Students preview one of the first showings of 'Kony 2012: Part II'

Jessie Hellmann

Melissa Chávez became interested in the Invisible Children organization when her friend Nirmam Vasanwala died in high school. She said her friend was such a pure-hearted person, he made other people, like herself, want to be a better person, which is why she started the Invisible Children Planning Committee.

“I worked hard for this for him,” she said.

Monday night the Invisible Children Planning Committee sponsored an event, and the “Kony 2012: Part II Beyond Famous” was showed, one of the first showings of the video in the world. In attendance were some of the Invisible Children Roadies and a guest speaker from Uganda.

Invisible Children is a non-profit organization founded in 2004 that fights to bring awareness to the activities of the Lord’s Resistance Army in Africa, and its leader Joseph Kony, who abducts children and uses them as child soldiers and sex slaves. The first video “Kony 2012” showed on March and went viral on social networks around the world.

“No child should ever have to fear for their lives,” Chávez said. “It breaks my heart to see how the world is beside the one we live in.”

Chávez has tried to put the event together since last school year, but plans fell through. Finally, her plan worked out, and about 200 people attended the viewing. She said originally 30 people were involved in the committee, but after Kony 2012: Part I aired, the group grew to 100 who were passionate about the cause and the children. 

“We all have natural rights, and that shouldn’t change from country to country,” she said.

She said she plans on participating in the “Cover the Night” event, a world wide event on April 20, where Invisible Children supporters are encouraged to plaster its cities with “Kony 2012” posters and memorabilia.

She said more than 700 people in Evansville are already rallied up for “Cover the Night” and are going to split up into several teams to cover the entire city.

Junior biology major Ariel Crenshaw is a part of the Invisible Children Planning Committee and was involved in the dorm and apartment raids, which is where members of the committee knock on doors to alert students about the committee and what they were doing.

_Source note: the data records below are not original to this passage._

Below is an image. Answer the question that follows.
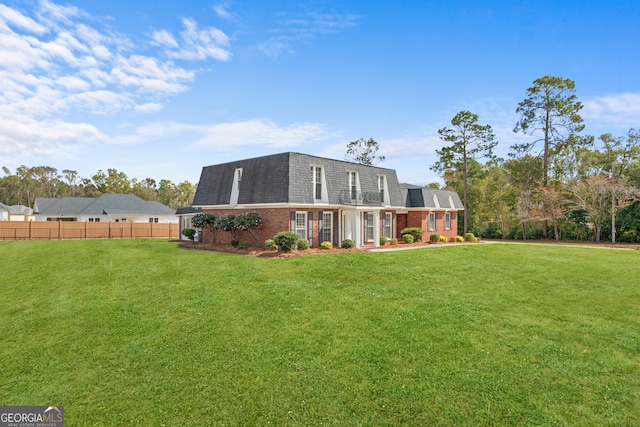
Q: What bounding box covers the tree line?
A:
[345,76,640,242]
[0,165,197,209]
[431,76,640,242]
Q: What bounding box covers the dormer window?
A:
[229,168,242,205]
[311,166,322,200]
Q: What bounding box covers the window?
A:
[364,212,373,242]
[378,175,384,203]
[293,212,307,239]
[444,212,451,230]
[429,212,438,231]
[347,172,358,200]
[321,212,333,242]
[382,212,393,239]
[311,166,322,200]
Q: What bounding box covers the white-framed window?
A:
[293,212,307,239]
[311,166,322,200]
[364,212,374,242]
[382,212,393,239]
[429,212,438,231]
[347,171,358,200]
[444,212,451,230]
[378,175,384,203]
[320,212,333,243]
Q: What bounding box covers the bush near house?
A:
[182,228,196,240]
[273,231,299,252]
[342,239,356,249]
[400,227,424,242]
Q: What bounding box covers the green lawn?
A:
[0,240,640,426]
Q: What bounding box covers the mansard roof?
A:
[193,152,404,206]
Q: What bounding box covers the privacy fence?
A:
[0,221,180,240]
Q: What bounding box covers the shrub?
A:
[342,239,356,249]
[215,214,236,240]
[400,227,424,242]
[234,212,262,246]
[273,231,298,252]
[296,239,310,251]
[182,228,196,240]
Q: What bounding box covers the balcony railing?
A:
[338,190,382,206]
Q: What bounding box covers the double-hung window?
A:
[347,172,358,200]
[378,175,384,204]
[429,212,438,231]
[293,212,307,239]
[364,212,373,242]
[311,166,322,200]
[321,212,333,242]
[382,212,393,239]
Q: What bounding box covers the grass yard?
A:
[0,240,640,426]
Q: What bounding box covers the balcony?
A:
[338,190,382,206]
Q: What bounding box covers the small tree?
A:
[235,212,262,246]
[344,138,385,166]
[215,214,237,240]
[191,213,216,243]
[431,111,498,233]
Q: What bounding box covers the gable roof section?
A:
[400,184,464,210]
[34,194,175,215]
[193,152,404,206]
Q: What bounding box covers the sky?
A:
[0,0,640,185]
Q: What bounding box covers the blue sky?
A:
[0,0,640,185]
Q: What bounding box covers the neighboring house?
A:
[176,206,202,240]
[33,194,178,224]
[193,152,464,247]
[0,203,34,221]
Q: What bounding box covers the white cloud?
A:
[213,2,234,19]
[152,18,231,61]
[0,4,47,34]
[582,93,640,128]
[0,117,106,160]
[190,119,337,148]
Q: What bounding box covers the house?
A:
[176,206,202,240]
[33,194,178,224]
[0,203,34,221]
[188,152,464,247]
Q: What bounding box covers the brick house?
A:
[188,152,464,247]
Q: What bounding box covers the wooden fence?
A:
[0,221,180,240]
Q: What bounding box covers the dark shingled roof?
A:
[400,184,464,210]
[33,194,175,215]
[193,152,404,206]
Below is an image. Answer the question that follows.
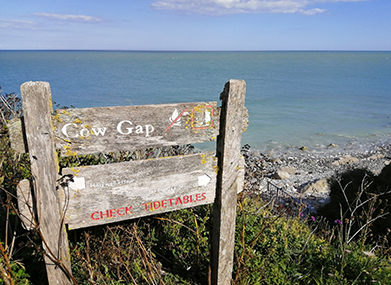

She said she sees something wrong in the world, and that is why she is passionate about Kony 2012.

“I see an injustice going on in the world, and it needs to be stopped,” she said.

She has been involved with Invisible Children since 2008.

Amber Parsons, senior social work major, attended the viewing because she has known of Kony 2012 since she was in high school.

“It’s the social worker in me. I can’t get away from it,” she said with a smile. “It’s just been going on for so long, and (Kony) hasn’t paid for what he has done.”